# Pr



## Suzanne

I see this site has made a leap upwards in it's Alexa ranking wtg Ian. And yes I'm an Alexa ranking junkie.


----------



## ian

It is nowhere near the top 100,000 Good thing I have a looooot of patience


----------



## Suzanne

It will get there  Are you promoting?


----------



## ian

Yes, I am trying a few different things. 
Quite a few of the pages got listed in google yesterday, so I guess that is a start


----------



## AainaalyaA

Suzanne said:
			
		

> I see this site has made a leap upwards in it's Alexa ranking wtg Ian. And yes I'm an Alexa ranking junkie.


how do you do that? being an alexa junkie? or google? keep clicking on the PR thingy?


----------



## Suzanne

I just keep a careful eye on the rankings of sites (mainly mine lol) and check every day  And I'm ashamed to admit I once had a dream about Alexa rankings....


----------



## ian

> And I'm ashamed to admit I once had a dream about Alexa rankings....


Come on share it with us, please....


----------



## Suzanne

Well one Friday I was anxiously awaiting the Alexa ranking updates but it just wasn't happening.
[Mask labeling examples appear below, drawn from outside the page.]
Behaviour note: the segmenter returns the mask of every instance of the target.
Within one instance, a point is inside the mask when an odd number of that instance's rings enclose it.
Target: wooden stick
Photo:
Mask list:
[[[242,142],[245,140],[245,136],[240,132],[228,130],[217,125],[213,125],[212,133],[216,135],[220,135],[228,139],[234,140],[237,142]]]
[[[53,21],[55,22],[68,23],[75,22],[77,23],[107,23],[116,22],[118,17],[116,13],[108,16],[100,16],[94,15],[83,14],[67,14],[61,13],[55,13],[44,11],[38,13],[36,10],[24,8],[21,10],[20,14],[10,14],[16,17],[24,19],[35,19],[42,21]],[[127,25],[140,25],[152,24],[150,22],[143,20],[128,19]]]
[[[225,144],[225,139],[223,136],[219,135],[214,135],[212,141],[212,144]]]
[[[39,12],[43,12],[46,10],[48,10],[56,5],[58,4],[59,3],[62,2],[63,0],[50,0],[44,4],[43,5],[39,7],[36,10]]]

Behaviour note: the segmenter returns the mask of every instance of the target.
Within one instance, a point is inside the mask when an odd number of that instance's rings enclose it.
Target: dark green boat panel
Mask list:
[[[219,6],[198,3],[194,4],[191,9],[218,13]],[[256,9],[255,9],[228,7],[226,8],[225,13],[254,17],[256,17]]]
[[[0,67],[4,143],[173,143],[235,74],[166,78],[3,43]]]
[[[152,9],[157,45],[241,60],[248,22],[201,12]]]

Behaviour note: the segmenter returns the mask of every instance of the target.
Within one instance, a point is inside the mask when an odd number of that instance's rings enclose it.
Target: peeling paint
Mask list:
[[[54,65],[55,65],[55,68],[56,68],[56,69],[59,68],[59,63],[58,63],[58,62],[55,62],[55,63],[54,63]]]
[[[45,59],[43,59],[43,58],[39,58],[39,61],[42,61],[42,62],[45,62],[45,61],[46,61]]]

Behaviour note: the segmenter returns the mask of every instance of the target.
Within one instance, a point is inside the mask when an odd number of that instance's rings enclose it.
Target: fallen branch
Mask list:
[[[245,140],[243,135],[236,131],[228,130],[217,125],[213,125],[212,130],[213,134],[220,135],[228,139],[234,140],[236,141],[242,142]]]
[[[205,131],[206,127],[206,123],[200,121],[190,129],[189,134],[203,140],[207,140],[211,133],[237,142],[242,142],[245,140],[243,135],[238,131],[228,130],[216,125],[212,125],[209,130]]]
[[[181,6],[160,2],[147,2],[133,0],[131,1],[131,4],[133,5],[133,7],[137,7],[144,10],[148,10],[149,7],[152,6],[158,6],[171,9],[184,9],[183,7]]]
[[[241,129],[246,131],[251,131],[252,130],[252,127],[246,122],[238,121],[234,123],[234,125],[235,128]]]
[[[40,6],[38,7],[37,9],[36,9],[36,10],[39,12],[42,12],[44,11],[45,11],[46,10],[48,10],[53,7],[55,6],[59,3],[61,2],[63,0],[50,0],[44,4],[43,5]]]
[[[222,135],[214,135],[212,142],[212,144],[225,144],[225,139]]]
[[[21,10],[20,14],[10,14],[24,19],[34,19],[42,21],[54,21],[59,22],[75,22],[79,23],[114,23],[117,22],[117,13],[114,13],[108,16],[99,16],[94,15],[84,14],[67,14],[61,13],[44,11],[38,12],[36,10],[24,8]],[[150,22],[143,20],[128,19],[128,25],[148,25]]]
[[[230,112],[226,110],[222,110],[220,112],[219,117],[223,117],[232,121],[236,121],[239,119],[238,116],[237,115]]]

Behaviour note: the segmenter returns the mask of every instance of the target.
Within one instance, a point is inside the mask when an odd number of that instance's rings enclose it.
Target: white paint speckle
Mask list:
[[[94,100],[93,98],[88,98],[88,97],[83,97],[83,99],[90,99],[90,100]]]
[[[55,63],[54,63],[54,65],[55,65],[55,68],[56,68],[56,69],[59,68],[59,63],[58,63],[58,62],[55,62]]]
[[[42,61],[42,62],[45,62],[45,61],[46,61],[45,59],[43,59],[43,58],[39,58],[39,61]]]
I fell asleep with my daughter during her nap at lunchtime and had this dream that the rankings have changed and got up and sure enough they had lol.

Christ I'm a geek but what can you do


----------



## ian

I had a dream that I won $7.9 million in the $2 lottery, so every time it gets around the 7 million dollar mark I start buying tickets 
Does alexa update its rankings every Friday?


----------



## [tab]

I had a dream about a chat server I was working on...

I also had a dream about a DVD catalogue web application that I'm planning on starting soon...

I'm geekier than you SuZ


----------



## AainaalyaA

i had a dream, and i'm living proof


----------



## Suzanne

Well I'm very happy to hear I'm not alone in my geekiness and others have dreams about computers too 

Ian, yes Alexa seems to do it's updating Fridays and Mondays although lately it's all over the place so I don't know


----------



## Suzanne

ian said:
			
		

> I had a dream that I won $7.9 million in the $2 lottery, so every time it gets around the 7 million dollar mark I start buying tickets


 Were you really old and grey in your dream?  You never know though, it could happen, unless those things are rigged of corse...


----------



## ian

> Were you really old and grey in your dream?


No I never dream that far into the future....


----------



## ian

When my uncle won the $3 million in lotto, my mum said "people who are unlucky in love are lucky in money..."
So under that rule, I figure I am entitled to over 7 million


----------



## ian

Actually in the dream I came into 7.9 million, not sure whether it was the lottery or some other kind of prize, I mainly remember the cheque.


----------